Aberdeen, South Dakota's airport needs somebody new to provide travelers with food and beverages.
Jim Sandvig, who operates the SkyBar Cafe at Aberdeen Regional Airport, has submitted a letter to the airport board asking to be released from his contract, board members said.
Sandvig could not be reached for comment.
Simply put, Sandvig doesn't think running the SkyBar works financially, said airport board member Steve Kaiser of Aberdeen.
Kaiser and other airport officials expect the topic to be discussed at length at the next airport board meeting. That will be April 7.
Dave Osborn, Aberdeen's transportation director, said Sandvig is required to give 60 days notice. He sent a letter to the airport last week, meaning that if he fulfills the terms of his contract, he will continue to operate SkyBar until mid-May.
Should Sandvig leave the SkyBar, Osborn doesn't want there to be any downtime between when Sandvig quits serving food and drinks and when a new person takes over. He said two people have already expressed interest in operating the lunch counter/coffee bar. The eatery also has a liquor license and sells alcoholic beverages.
The airport board probably won't have to advertise for bids in order to have somebody new take over, Osborn said.
Chuck Bensen of Aberdeen, chairman of the airport board, agreed with Osborn that uninterrupted service is important. Somehow, the airport needs to adjust to not having a
full restaurant in the new airport terminal, he said. In doing so, the operator of the SkyBar needs to be able to make money.

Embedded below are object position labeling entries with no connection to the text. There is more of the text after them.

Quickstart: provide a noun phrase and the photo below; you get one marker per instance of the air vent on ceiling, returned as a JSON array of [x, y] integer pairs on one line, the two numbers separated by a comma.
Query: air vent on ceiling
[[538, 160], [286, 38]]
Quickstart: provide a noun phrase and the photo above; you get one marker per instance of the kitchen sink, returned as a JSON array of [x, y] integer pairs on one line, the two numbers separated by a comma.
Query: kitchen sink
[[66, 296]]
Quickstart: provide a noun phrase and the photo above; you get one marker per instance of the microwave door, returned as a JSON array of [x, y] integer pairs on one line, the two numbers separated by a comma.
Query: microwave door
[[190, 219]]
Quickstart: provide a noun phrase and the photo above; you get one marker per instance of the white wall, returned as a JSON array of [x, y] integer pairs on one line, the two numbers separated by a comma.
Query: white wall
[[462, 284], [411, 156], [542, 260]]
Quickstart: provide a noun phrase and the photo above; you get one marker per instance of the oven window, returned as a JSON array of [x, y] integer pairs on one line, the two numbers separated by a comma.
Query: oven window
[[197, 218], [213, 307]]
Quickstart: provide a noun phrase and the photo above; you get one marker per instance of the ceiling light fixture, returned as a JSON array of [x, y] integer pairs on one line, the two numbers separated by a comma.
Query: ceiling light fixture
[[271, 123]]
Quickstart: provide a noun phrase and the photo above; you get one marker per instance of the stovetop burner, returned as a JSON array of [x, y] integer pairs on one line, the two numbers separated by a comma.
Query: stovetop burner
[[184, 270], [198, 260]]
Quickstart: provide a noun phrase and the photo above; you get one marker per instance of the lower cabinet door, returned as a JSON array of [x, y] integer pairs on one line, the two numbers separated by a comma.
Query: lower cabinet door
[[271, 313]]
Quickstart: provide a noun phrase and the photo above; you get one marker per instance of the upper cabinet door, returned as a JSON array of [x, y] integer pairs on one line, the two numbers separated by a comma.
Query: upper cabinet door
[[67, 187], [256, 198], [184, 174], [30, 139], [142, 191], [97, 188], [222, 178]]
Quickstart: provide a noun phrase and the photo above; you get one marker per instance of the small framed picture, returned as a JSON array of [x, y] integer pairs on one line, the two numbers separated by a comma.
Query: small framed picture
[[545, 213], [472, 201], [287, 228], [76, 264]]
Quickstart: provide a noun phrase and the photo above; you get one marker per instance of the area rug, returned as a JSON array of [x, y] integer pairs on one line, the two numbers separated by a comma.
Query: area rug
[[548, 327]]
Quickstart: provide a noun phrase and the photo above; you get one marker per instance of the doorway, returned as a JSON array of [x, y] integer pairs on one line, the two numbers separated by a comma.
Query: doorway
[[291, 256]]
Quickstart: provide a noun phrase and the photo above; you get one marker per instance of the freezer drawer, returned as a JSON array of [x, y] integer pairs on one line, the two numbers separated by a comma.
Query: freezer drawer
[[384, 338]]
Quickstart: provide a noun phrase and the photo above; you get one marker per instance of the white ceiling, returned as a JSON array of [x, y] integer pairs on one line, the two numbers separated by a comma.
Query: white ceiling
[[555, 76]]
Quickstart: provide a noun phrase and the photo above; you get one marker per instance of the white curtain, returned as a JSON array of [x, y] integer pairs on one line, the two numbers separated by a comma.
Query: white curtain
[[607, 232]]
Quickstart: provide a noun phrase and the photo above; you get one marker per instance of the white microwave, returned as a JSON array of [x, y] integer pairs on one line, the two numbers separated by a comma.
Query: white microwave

"We need to take a close look at what the income was versus what the expenses were," Bensen said.
The airport board waived Sandvig's $400 monthly rent for February, March and April so that he could spend the money on marketing instead, Osborn said.
Kaiser said he's open to ideas. The city has invested about $80,000 in order for the terminal to provide food and drinks to travelers, so he'd like to see SkyBar service continue.
The old airport terminal was home to the Airport Cafe and Lounge, a full-service restaurant. But when the new terminal opened in 2003, the city and Ron Erickson, cafe owner, could not reach an agreement on moving the establishment into the new building.
Erickson and members of his family instead moved the restaurant across the road from the airport and made it part of their full-service convenience store, known as the Airport Travel Center.